O rei ordenou que seja permitido aos peregrinos catarianos "entrar na Arábia Saudita pela fronteira para realizar a peregrinação", disse o comunicado.

Segundo o texto, o monarca também ordenou que aviões particulares pertencentes às companhias aéreas de Riade fossem enviados ao aeroporto de Doha "para trazer todos os peregrinos catarianos às suas custas".

Há dois meses o Catar está sob um duro embargo imposto por seus vizinhos do Golfo Pérsico, entre eles a Arábia Saudita, os Emirados Árabes Unidos e o Bahrein.

Todas as fronteiras terrestres e marítimas com o pequeno emirado foram fechadas e impuseram severas restrições aéreas.

O príncipe herdeiro destacou "as relações históricas entre o povo saudita e os catarianos e entre o poder saudita e a família real do Catar".

O Catar sempre negou todas as acusações, e no mês passado acusou a Arábia Saudita de dificultar a peregrinação dos catarianos.

O rito do "hach", que se inicia em agosto deste ano, constitui um dos cinco pilares do Islã, que todo muçulmano deve cumprir pelo menos uma vez na vida se tiver meios para isso.

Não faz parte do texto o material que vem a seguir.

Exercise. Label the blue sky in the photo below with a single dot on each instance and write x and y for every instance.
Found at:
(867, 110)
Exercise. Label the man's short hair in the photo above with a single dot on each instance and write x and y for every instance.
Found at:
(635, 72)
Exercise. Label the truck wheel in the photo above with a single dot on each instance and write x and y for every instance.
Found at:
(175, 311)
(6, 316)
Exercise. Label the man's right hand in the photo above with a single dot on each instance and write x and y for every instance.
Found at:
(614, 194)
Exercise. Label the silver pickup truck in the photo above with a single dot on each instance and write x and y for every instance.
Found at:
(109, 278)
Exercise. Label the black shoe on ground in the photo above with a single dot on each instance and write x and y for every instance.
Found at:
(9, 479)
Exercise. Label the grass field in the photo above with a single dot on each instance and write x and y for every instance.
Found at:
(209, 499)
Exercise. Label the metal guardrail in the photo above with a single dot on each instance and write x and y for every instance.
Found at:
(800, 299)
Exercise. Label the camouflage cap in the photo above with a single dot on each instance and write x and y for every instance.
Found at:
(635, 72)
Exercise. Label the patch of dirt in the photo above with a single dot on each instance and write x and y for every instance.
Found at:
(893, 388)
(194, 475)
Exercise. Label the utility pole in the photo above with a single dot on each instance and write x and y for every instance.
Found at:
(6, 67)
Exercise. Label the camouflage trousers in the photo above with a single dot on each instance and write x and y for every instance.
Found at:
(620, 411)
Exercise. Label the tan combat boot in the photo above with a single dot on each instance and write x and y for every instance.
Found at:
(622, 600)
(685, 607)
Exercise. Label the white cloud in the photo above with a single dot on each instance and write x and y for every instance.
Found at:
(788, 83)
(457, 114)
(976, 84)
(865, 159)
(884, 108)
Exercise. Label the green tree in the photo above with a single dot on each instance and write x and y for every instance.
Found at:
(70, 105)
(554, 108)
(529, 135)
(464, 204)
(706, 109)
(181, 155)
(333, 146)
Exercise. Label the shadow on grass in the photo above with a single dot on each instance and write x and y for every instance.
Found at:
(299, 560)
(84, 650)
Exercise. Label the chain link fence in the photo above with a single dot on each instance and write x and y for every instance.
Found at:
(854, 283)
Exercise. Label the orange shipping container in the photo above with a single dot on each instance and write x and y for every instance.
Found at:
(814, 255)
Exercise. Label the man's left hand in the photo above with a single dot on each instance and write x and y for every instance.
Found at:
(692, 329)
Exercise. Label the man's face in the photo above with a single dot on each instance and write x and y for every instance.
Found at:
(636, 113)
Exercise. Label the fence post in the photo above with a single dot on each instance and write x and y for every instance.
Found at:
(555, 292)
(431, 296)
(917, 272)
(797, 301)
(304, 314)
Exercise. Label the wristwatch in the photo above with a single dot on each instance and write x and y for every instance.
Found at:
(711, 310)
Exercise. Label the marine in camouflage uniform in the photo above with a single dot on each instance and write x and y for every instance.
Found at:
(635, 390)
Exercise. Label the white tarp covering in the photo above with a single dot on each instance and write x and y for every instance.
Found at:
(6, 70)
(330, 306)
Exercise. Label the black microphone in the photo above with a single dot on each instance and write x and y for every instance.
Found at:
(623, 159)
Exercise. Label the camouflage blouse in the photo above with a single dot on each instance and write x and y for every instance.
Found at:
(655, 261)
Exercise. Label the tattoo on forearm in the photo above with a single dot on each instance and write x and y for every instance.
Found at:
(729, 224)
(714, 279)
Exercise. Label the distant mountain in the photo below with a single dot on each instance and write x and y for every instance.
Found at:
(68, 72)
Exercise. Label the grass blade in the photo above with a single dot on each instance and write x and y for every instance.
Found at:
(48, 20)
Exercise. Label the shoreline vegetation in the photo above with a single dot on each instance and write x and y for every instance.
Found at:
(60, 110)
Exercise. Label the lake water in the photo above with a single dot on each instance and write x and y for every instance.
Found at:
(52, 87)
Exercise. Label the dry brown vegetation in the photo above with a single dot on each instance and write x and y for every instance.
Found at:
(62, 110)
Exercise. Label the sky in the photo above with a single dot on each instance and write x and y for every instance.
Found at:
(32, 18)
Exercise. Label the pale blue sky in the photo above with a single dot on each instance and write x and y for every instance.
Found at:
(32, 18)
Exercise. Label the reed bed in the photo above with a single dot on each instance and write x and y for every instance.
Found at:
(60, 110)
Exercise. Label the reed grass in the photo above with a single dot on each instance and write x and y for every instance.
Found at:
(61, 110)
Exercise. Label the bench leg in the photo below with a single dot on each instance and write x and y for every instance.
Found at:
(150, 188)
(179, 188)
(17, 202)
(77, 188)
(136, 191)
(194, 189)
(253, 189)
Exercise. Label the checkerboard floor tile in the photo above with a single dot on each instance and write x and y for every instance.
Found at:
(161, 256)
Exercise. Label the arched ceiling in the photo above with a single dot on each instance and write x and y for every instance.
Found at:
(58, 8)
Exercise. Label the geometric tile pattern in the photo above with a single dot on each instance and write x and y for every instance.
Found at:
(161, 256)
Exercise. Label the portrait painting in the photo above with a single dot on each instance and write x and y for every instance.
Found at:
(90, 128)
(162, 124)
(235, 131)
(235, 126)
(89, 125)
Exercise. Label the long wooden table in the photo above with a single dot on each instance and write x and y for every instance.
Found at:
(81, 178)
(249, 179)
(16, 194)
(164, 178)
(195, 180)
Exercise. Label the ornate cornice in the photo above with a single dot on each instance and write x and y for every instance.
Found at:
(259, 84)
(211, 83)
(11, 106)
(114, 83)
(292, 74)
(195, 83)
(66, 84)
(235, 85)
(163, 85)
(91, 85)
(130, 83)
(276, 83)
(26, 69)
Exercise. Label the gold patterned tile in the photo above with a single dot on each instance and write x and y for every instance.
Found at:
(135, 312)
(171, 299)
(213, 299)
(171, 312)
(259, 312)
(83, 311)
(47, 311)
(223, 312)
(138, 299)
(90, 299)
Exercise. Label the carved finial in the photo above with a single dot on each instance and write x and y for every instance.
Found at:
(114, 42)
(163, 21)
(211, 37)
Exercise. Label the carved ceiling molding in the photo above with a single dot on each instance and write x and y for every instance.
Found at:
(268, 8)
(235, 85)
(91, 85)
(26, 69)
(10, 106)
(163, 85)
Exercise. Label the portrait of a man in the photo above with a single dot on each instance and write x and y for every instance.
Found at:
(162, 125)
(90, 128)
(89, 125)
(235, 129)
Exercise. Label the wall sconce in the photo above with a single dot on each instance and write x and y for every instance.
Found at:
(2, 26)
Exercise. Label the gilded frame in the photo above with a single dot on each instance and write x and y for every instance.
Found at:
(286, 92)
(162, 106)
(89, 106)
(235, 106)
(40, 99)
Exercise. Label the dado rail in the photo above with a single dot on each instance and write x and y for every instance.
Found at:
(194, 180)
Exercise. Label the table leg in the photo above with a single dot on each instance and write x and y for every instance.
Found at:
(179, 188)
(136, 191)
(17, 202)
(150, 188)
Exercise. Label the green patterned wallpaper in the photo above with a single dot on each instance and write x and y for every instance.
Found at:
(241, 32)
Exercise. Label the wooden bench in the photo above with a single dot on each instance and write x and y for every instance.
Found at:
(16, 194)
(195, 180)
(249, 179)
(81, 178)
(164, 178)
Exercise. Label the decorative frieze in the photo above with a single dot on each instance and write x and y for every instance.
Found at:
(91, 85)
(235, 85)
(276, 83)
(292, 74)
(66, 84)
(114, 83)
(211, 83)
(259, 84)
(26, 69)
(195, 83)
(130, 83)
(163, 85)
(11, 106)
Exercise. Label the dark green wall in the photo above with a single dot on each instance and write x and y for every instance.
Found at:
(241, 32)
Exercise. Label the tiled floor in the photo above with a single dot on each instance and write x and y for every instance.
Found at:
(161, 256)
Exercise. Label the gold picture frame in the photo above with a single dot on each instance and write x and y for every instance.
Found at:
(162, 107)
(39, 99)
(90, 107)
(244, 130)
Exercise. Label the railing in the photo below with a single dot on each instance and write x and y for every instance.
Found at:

O emirado, onde vivem aproximadamente 2,6 milhões de habitantes, dos quais 80% são estrangeiros, é o mais rico do mundo por habitante -em paridade de poder aquisitivo-, segundo o FMI.

O país abriga a terceira reserva de gás do mundo e é o maior exportador mundial de gás natural liquefeito (GNL).

Além disso, o Catar tem um 'tesouro' de aproximadamente 330 bilhões de dólares das participações internacionais de seu fundo soberano, o Qatar Investment Autorithy (QIA).